I do like a puzzle, and I do love the bbc. I'm not one for Radio 4 myself, but in searching for one thing on the bbc website I came across the Today programme's Puzzles for Today page.
They're really good, but have left me disagreeing with some answers and having some heated debate about the precise interpretation of the questions.
If you have run out of revision tasks you might like to have a go at a few:
It was thought for quite a while that puzzles kept the brain active and could delay the onset of dementia. More recent research makes a subtle distinction. Brain Gym, Brain Training and Puzzling (things like crosswords and Sudoku) cannot prevent dementia, it is now thought, but such activities help build up the brain's ability to cope with disease.
Many of the tests pupils will take in their school career will require recall, but that is only one aspect of learning. More important, I would agree, is the ability to reason, think and argue. The puzzles on the Today pages really make you do that. Give them a go!
It’s a bit obvious, I suppose, but Fredrik Barlett’s research shows that the memory errors we make tend to focus around the unfamiliar elements of the things we are learning – we accurately recall the old stuff and make mistakes with the new.
He then argues that you need to integrate new ideas into what you already know, making connections between old and new information if you’re going to successfully recall them. The trick to making teaching and learning understandable is to make it relatable.
Research also makes the obvious point that you are more likely to engage with someone being passionate and amusing than being disconnected, nervous or dull. If you don’t care about them either way, you won’t care about what they say. You won’t follow up. You won’t even remember. It doesn’t mean an effective teacher has to be all animated and larger than life, but they are most engaging when they clearly are interested in the lesson being led.
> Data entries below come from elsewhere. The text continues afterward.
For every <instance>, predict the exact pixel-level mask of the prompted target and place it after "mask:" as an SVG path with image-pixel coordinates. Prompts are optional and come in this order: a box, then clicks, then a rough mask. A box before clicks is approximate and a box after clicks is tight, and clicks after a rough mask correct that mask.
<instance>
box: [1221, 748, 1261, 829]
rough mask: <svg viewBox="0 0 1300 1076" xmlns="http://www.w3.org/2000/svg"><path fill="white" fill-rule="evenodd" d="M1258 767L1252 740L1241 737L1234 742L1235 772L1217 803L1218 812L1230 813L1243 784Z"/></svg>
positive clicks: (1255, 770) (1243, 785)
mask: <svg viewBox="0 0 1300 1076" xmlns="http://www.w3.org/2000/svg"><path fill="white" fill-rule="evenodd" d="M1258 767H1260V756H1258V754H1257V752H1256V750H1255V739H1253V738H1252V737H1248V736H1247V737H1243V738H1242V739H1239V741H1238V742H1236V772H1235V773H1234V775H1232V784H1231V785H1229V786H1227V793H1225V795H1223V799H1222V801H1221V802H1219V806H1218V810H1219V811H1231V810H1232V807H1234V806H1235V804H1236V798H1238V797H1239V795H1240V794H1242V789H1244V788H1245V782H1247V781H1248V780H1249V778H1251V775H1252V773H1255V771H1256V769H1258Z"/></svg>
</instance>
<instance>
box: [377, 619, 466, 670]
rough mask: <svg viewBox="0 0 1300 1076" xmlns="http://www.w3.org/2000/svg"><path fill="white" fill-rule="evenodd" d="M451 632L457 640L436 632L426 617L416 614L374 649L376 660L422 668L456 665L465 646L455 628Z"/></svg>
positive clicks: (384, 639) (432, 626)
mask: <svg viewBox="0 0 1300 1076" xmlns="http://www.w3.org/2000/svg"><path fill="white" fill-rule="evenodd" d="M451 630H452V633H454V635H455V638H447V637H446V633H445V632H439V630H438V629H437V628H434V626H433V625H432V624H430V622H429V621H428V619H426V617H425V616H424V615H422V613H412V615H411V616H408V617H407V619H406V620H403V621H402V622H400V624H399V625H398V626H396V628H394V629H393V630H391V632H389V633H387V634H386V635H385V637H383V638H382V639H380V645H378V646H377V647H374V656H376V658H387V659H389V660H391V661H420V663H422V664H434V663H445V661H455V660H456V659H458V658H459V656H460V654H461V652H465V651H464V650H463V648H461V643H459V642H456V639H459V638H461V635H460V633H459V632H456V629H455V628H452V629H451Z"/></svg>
When I watch children complete / attempt a ‘Beat the Clock’ challenge (a rapid and randomised multiplication facts recall task) I see children answer the ones they know first. There are children who insert all 144 answers in time, but oftentimes children run out of clock before they are done. Observing the practice of those children we see that they answer the ones they know. It gives some quick fill-in, but …
What it does for them is only practice what they know and fails to teach what they do not.
The task does provide challenge, and the more competitive children do love a challenge; them against the clock or them against their previous score. What the task does not do is to teach them either a method for calculating unknown answers nor the actual facts bare of relation to other, previously-held, facts.
We need to actively teach them two things: what they don’t know and how to learn the things they don’t know. Otherwise they will not extend their confident knowledge range or their rapid recall score. We need to actively teach it, as it won’t come by osmosis or magic.
Two things that research is telling us –
Relate the new learning to what children already know, and
Make sure that the teacher is engaging, that the teaching is engaging, so that the learning is something children will care about.
I discussed this with the teacher in class when the ‘Beat the Clock’ was progressing. I wanted to stress the only way this activity could maximise learning. It had to lead to the teacher identifying common unknown facts and links and then explicitly teaching these. Barlett’s research then supports over-learning until there is confident recall.What my observation suggests is that Alice Littlehailes was right and still is – babies do not grow any heavier by being weighed. Children do not learn only by testing. The teaching is crucial, and it leads learning. The testing should inform and direct the teaching focus.